Governança em gestão de Ti - Lucas

Com a tecnologia da informação se obtém grandes vantagens competitivas, com isso as organizações estão mais motivadas a fazerem este investimento, como em sistemas empresariais, bancos de dados, utilização da internet para comercio eletrônico, entre outros. Todo investimento tem risco, assim retornando resultados desfavoráveis caso seja utilizado de forma errada, por isso temos que aumentar os conhecimentos no processo de gestão de investimentos em TI, levando em conta o custo benefício, tanto curto quanto a longo prazo. A partir de modelos teóricos, se deve estudar os modelos de governança em TI e avalia-los. Um dos pilares da governança é o gerenciamento de serviços em TI, ele verifica e avalia o nível de serviço do departamento e assim apresentando melhorias nos processos, desenvolvendo e implementando novos processos de gerenciamento de serviços de TI.
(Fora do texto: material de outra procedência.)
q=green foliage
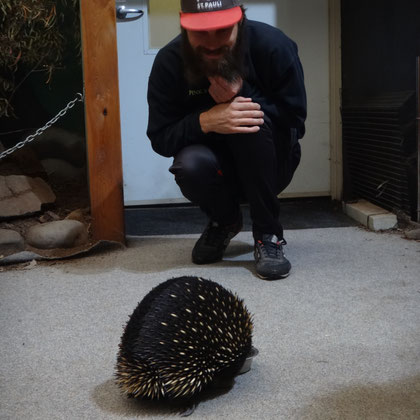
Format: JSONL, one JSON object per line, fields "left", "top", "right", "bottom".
{"left": 0, "top": 0, "right": 80, "bottom": 117}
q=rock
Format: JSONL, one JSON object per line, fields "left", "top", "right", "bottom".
{"left": 9, "top": 147, "right": 46, "bottom": 177}
{"left": 39, "top": 211, "right": 61, "bottom": 223}
{"left": 40, "top": 158, "right": 86, "bottom": 182}
{"left": 31, "top": 127, "right": 86, "bottom": 168}
{"left": 0, "top": 175, "right": 56, "bottom": 218}
{"left": 405, "top": 228, "right": 420, "bottom": 240}
{"left": 0, "top": 228, "right": 25, "bottom": 254}
{"left": 26, "top": 220, "right": 88, "bottom": 249}
{"left": 23, "top": 260, "right": 37, "bottom": 270}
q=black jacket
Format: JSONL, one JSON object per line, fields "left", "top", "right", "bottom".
{"left": 147, "top": 19, "right": 307, "bottom": 158}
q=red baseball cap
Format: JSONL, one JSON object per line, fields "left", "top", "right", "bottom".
{"left": 180, "top": 0, "right": 243, "bottom": 31}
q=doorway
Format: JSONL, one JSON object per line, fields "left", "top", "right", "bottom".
{"left": 116, "top": 0, "right": 332, "bottom": 205}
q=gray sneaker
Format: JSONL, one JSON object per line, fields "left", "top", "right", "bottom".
{"left": 254, "top": 234, "right": 291, "bottom": 280}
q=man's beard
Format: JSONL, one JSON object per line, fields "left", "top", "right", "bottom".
{"left": 181, "top": 23, "right": 246, "bottom": 85}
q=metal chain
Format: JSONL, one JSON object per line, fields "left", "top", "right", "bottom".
{"left": 0, "top": 92, "right": 84, "bottom": 161}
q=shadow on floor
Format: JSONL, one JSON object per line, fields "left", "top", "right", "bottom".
{"left": 91, "top": 377, "right": 235, "bottom": 418}
{"left": 51, "top": 237, "right": 256, "bottom": 276}
{"left": 298, "top": 374, "right": 420, "bottom": 419}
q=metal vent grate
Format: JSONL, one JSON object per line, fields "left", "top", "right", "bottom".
{"left": 342, "top": 91, "right": 416, "bottom": 216}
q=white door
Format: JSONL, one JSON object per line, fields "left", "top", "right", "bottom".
{"left": 116, "top": 0, "right": 331, "bottom": 205}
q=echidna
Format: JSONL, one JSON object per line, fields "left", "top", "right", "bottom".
{"left": 115, "top": 276, "right": 253, "bottom": 400}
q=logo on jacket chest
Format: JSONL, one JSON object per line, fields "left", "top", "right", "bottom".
{"left": 188, "top": 88, "right": 208, "bottom": 96}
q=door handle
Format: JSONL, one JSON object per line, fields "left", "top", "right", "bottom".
{"left": 116, "top": 6, "right": 144, "bottom": 20}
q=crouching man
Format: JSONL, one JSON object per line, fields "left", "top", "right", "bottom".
{"left": 147, "top": 0, "right": 307, "bottom": 279}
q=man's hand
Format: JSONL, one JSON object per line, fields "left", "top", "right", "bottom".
{"left": 208, "top": 76, "right": 243, "bottom": 103}
{"left": 200, "top": 96, "right": 264, "bottom": 134}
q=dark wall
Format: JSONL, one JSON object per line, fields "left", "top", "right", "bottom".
{"left": 341, "top": 0, "right": 419, "bottom": 219}
{"left": 0, "top": 1, "right": 83, "bottom": 144}
{"left": 341, "top": 0, "right": 420, "bottom": 100}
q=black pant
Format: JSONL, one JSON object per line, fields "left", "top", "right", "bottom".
{"left": 169, "top": 124, "right": 301, "bottom": 240}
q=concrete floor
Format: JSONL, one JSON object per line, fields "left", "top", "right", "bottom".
{"left": 1, "top": 225, "right": 419, "bottom": 419}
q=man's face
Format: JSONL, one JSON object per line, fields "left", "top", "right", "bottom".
{"left": 183, "top": 24, "right": 242, "bottom": 81}
{"left": 186, "top": 25, "right": 239, "bottom": 63}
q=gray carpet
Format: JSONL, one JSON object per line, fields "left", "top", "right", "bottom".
{"left": 1, "top": 227, "right": 419, "bottom": 419}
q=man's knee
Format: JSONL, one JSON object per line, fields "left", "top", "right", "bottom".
{"left": 169, "top": 144, "right": 221, "bottom": 182}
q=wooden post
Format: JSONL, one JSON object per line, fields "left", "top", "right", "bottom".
{"left": 80, "top": 0, "right": 125, "bottom": 243}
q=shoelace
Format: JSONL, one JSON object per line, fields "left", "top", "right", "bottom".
{"left": 257, "top": 239, "right": 283, "bottom": 258}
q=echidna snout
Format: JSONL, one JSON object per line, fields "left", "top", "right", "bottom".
{"left": 115, "top": 276, "right": 253, "bottom": 400}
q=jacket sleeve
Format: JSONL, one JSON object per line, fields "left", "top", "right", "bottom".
{"left": 146, "top": 50, "right": 208, "bottom": 158}
{"left": 269, "top": 44, "right": 307, "bottom": 140}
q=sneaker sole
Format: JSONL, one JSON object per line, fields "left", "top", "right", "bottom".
{"left": 256, "top": 271, "right": 290, "bottom": 280}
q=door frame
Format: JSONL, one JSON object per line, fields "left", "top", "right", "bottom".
{"left": 329, "top": 0, "right": 343, "bottom": 201}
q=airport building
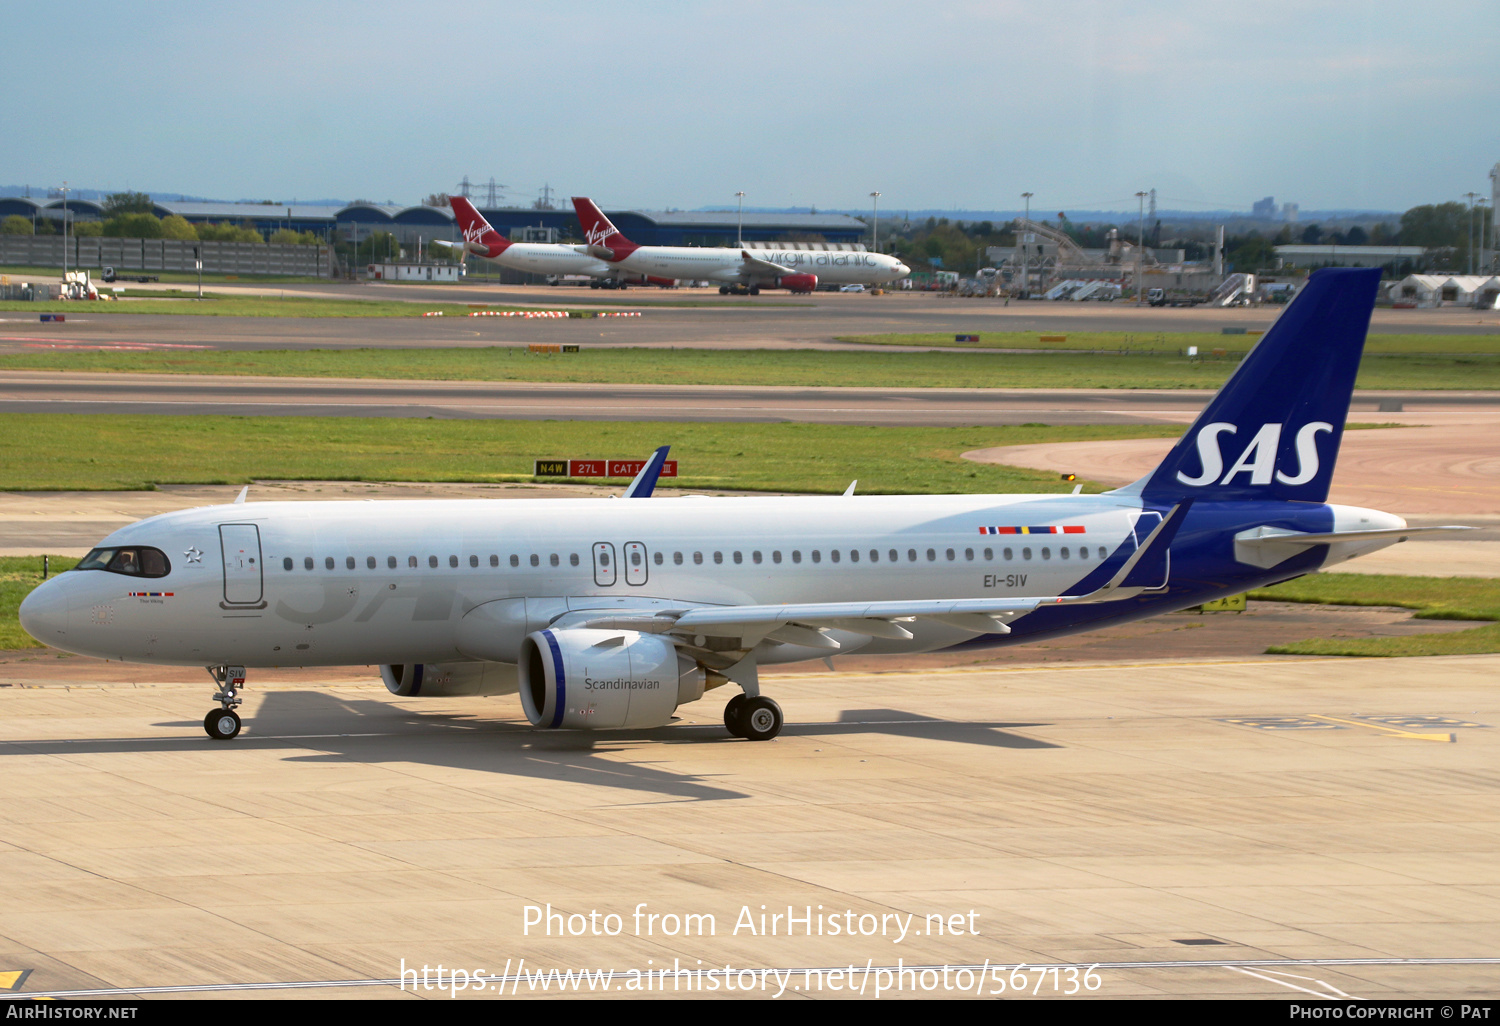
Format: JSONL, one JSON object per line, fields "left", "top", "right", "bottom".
{"left": 0, "top": 197, "right": 869, "bottom": 249}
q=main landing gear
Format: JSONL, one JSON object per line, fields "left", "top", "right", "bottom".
{"left": 204, "top": 665, "right": 245, "bottom": 740}
{"left": 723, "top": 692, "right": 783, "bottom": 741}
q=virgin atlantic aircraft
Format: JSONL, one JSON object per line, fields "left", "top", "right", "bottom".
{"left": 434, "top": 197, "right": 673, "bottom": 288}
{"left": 571, "top": 197, "right": 910, "bottom": 294}
{"left": 20, "top": 269, "right": 1455, "bottom": 742}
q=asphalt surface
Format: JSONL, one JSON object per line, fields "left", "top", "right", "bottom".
{"left": 3, "top": 282, "right": 1498, "bottom": 357}
{"left": 4, "top": 282, "right": 1500, "bottom": 999}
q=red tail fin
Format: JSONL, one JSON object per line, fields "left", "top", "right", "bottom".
{"left": 449, "top": 196, "right": 510, "bottom": 258}
{"left": 571, "top": 197, "right": 638, "bottom": 260}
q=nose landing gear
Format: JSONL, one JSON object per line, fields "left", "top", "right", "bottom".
{"left": 204, "top": 665, "right": 245, "bottom": 740}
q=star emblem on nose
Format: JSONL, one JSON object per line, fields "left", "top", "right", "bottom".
{"left": 184, "top": 546, "right": 203, "bottom": 563}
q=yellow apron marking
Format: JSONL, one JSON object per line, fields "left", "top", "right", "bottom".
{"left": 1307, "top": 714, "right": 1455, "bottom": 742}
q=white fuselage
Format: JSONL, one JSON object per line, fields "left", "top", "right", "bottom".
{"left": 615, "top": 246, "right": 909, "bottom": 285}
{"left": 26, "top": 493, "right": 1150, "bottom": 668}
{"left": 21, "top": 493, "right": 1405, "bottom": 673}
{"left": 488, "top": 243, "right": 615, "bottom": 278}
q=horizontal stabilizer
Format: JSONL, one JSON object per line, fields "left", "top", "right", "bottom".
{"left": 1234, "top": 524, "right": 1472, "bottom": 569}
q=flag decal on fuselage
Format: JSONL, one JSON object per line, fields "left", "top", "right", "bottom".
{"left": 980, "top": 525, "right": 1087, "bottom": 535}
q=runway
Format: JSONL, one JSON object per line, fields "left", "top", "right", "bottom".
{"left": 5, "top": 370, "right": 1499, "bottom": 426}
{"left": 3, "top": 284, "right": 1498, "bottom": 357}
A expressão Governança de TI (GTI) foi adotada em TI para referir critérios de definição, como gestão e acompanhamento dos resultados dos investimentos feitos em TI, ainda sendo um desafio conseguir determinar uma maneira consistente de obter os benefícios. As empresas têm de alinhar o gerenciamento de serviços em TI com a Tomada de Decisão de TI, com os objetivos estratégicos da empresa. Pois a GTI consiste em um conjunto de processos e controles que tem como objetivo de propor que a TI tenha valor nas empresas, metodologia que cresce a cada ano e por isso aumenta sua exigência com relação ao seu retorno; Ela engloba métodos implementados em diferentes níveis da empresa para torna-los transparentes, organizados e legítimos a direção e o monitoramento da empresa, buscando cada vez mais aperfeiçoar e otimizar seus processos, custos, aumentando a eficiência de seus funcionários, desenvolver relacionamento com parceiros e fornecedores e personalizando os serviços prestados aos seus clientes. A GTI tem como suporte metodologias e incorporando ferramentas.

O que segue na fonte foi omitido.